The bottom line is: you start with messy data, run it through structured processing steps, and finish with clean, verifiable results.

1. Give the MCP your raw list of Brazilian IDs. The system first runs this through the cleaning stage to strip away all dots and dashes.
2. Next, you can send that cleaned data through the formatting tool. This step applies standard masks so the numbers look correct for a user interface.
3. Finally, the output is passed to the validation checker. You get back a report detailing which IDs are valid and if any duplicates were found.

## Frequently Asked Questions

**How do I clean a batch of CPF numbers using `clean_batch`?**
`clean_batch` strips all non-numeric characters from your list, leaving only the pure digits. This is what you use when loading data into a database that doesn't accept formatting.

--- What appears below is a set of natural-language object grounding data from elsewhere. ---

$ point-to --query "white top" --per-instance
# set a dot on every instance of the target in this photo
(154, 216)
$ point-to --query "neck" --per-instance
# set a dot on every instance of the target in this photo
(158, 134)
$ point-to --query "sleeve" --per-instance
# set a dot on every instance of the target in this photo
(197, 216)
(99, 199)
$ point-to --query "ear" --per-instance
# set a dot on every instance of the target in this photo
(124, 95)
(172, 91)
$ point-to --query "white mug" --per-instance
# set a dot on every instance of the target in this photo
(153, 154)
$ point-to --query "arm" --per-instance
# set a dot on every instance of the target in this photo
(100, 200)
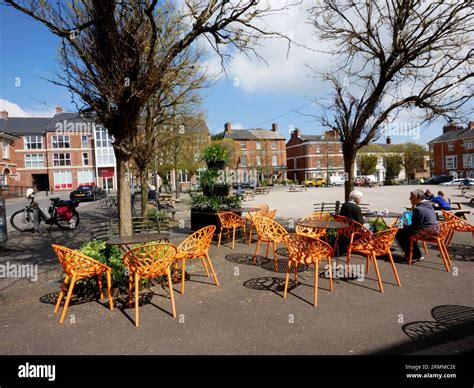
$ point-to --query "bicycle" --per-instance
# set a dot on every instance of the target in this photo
(25, 220)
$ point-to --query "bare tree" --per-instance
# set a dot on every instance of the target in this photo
(114, 61)
(393, 55)
(167, 117)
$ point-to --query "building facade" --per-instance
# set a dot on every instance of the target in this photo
(311, 156)
(453, 151)
(8, 173)
(259, 154)
(60, 152)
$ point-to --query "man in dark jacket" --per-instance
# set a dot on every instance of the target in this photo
(351, 208)
(423, 217)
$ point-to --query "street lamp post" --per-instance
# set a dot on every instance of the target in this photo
(324, 138)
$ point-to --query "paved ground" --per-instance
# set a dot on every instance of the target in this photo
(432, 313)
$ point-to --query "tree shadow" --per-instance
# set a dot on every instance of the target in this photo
(461, 252)
(452, 323)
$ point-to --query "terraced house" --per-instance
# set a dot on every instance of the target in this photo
(453, 151)
(260, 154)
(311, 156)
(60, 152)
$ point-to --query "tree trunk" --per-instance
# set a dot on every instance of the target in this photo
(349, 160)
(124, 194)
(144, 190)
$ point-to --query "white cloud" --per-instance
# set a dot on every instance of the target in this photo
(286, 72)
(14, 110)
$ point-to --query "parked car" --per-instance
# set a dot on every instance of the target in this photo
(438, 179)
(315, 182)
(458, 182)
(87, 193)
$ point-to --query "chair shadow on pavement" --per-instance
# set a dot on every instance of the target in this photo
(452, 323)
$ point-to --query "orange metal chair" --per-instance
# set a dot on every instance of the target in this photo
(306, 250)
(271, 232)
(250, 217)
(149, 262)
(196, 246)
(77, 266)
(313, 232)
(435, 234)
(377, 244)
(457, 225)
(353, 231)
(229, 220)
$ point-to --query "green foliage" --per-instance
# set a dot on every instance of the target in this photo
(378, 225)
(215, 204)
(215, 151)
(109, 255)
(368, 164)
(393, 166)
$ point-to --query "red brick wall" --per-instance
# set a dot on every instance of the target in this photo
(440, 151)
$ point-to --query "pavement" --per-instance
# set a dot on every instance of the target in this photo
(431, 313)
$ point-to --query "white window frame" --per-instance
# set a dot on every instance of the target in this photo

**Can I validate CNPJ numbers in bulk with `validate_batch`?**
Yes, `validate_batch` handles both CPF and CNPJ identifiers. You give it the list, and it returns a clear report on which are valid or if there are duplicates.

**What is the difference between `clean_batch` and `format_batch`?**
`clean_batch` removes structure (it strips dots/dashes). `format_batch` adds structure back in (it puts dots/dashes) to make the data human-readable.

**Do I need to run all three tools?**
Not always. If your source data is already clean and formatted, you might only need `validate_batch`. But for maximum safety, running them in sequence is best practice.

**If I use `validate_batch` with identifiers that aren't CPF or CNPJ, what does it do?**
The function returns validation failures for those inputs. It strictly checks against known Brazilian ID formats and will flag any non-conforming numbers immediately.

**Are there rate limits when running `clean_batch` on a very large dataset?**
Yes, high volume usage is subject to standard API rate controls. For massive datasets, we recommend breaking your input into smaller, manageable batches.

**What specific mask does `format_batch` apply when formatting CPF numbers?**
It applies the standardized 123.456.789-01 format. This ensures that every single number you receive is instantly readable by a human.

**How does `validate_batch` report if there are duplicate IDs in my list?**
The response object explicitly flags any identifier found more than once. You get immediate confirmation of duplicates right alongside the validation status.